I like this little passageway alongside the Union Station garage that runs beside the majestic stone wall of The Arch.

As I strolled down Main Street, I passed a sparsely attended Farmer's Market at the site of the old Steiger's.

Soon I arrived at the not at all sparsely attended casino parade from the Civic Center to the Casino. In fact, I think that was the biggest crowd I ever saw in Springfield's South End, and I'm old enough to remember the mobs that used to attend the Mt. Carmel Festivals in their heyday.

My old Pointer friend Jordan Williams, who was visiting from Florida, took some videos, such as this one where you can hear that not everyone in attendance was cooperative with the authorities.

Here is a video of the UMass Band performing as part of the parade.

I was among the first wave of the public to enter the casino after it opened to the general public for the first time.

Of course the bread and butter of a casino are the slot machines, a game that strikes me as boring. But then again, I'm not a gambler so maybe there is some subtle aspect to it I don't get. Perhaps it's just the siren call of all casinos - the hope that you can come to the casino on a bus and go back in a limousine.

I ran into a number of people I knew, including G. Michael Dobbs from The Reminder.

My favorite aspect of the casino is the way MGM has faithfully incorporated aspects of the city's history, especially the old South End, into the casino's design. Here is the former South End Community Center, which was partially destroyed in the 2011 tornado, but which has now been revitalized.

A rundown relic even before the tornado, today it sports elegant, very expensive chandeliers.

Here is a 1930's model of the iconic Indian Motocycle, once manufactured in today's Mason Square neighborhood, restored to pristine condition.

They wonderfully preserved the facade from the old hotel where President James Polk once stayed, as well as future President James Buchanan when he was Secretary of State. They even put a plaque on the wall noting that fact. I'm a local history inclined person, yet I never knew the significance of that building before MGM came along. How embarrassing that it took a company from Chicago to give the historic building the respect it always deserved but never received.

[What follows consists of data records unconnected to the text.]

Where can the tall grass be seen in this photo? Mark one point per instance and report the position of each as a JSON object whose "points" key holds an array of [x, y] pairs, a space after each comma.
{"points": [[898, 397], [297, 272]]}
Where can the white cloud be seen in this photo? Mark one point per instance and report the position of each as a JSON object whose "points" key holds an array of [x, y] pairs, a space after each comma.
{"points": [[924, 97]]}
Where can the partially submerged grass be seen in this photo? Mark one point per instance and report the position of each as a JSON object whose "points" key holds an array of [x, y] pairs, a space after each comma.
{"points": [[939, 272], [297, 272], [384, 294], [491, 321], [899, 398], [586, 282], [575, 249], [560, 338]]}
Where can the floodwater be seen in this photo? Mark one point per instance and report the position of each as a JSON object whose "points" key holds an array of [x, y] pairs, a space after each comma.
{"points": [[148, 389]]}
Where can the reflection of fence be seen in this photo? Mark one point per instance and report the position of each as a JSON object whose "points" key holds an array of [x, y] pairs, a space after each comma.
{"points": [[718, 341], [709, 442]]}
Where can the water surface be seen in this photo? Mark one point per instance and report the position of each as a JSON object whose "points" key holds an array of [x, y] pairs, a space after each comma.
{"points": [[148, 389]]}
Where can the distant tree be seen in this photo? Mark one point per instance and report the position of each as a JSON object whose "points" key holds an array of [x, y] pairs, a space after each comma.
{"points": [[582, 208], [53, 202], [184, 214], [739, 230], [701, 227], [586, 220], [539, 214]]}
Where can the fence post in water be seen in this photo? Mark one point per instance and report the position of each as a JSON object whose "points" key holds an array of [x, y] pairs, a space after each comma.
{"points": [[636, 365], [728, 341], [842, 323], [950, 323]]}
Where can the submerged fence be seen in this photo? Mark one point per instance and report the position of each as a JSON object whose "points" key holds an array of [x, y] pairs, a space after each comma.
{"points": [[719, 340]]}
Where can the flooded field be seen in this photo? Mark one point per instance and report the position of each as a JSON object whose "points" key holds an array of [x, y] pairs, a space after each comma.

Alas, that's all too typical for a city that has too often allowed priceless historic structures to be torn down on the whims of corrupt urban planners and their politically connected investors.

But overall, I must say I'm impressed with the casino, and although I was not an initial supporter, I hope it will be a success. However, on a cautionary note, I must again point out the absence of much in the way of development of properties around the casino, including the ones directly across from the casino itself, which are almost completely vacant.

One of the main selling points of casino supporters was that it would revitalize downtown properties. If it has failed to revitalize even the buildings located directly across from their entrance, where exactly are those properties that the casino will supposedly revitalize?

But nevermind. It's way too early to cast a verdict on the ultimate effect of the casino, so let's just wait and see. Indeed, at least one restaurant has announced it is making a nearby investment - Wahlburger's, a hamburger and fries chain popular around Boston and owned by actor Mark Wahlberg, once known as the lead singer for Marky Mark and the Funky Bunch. Hopefully, he will bring some good vibrations to downtown Springfield.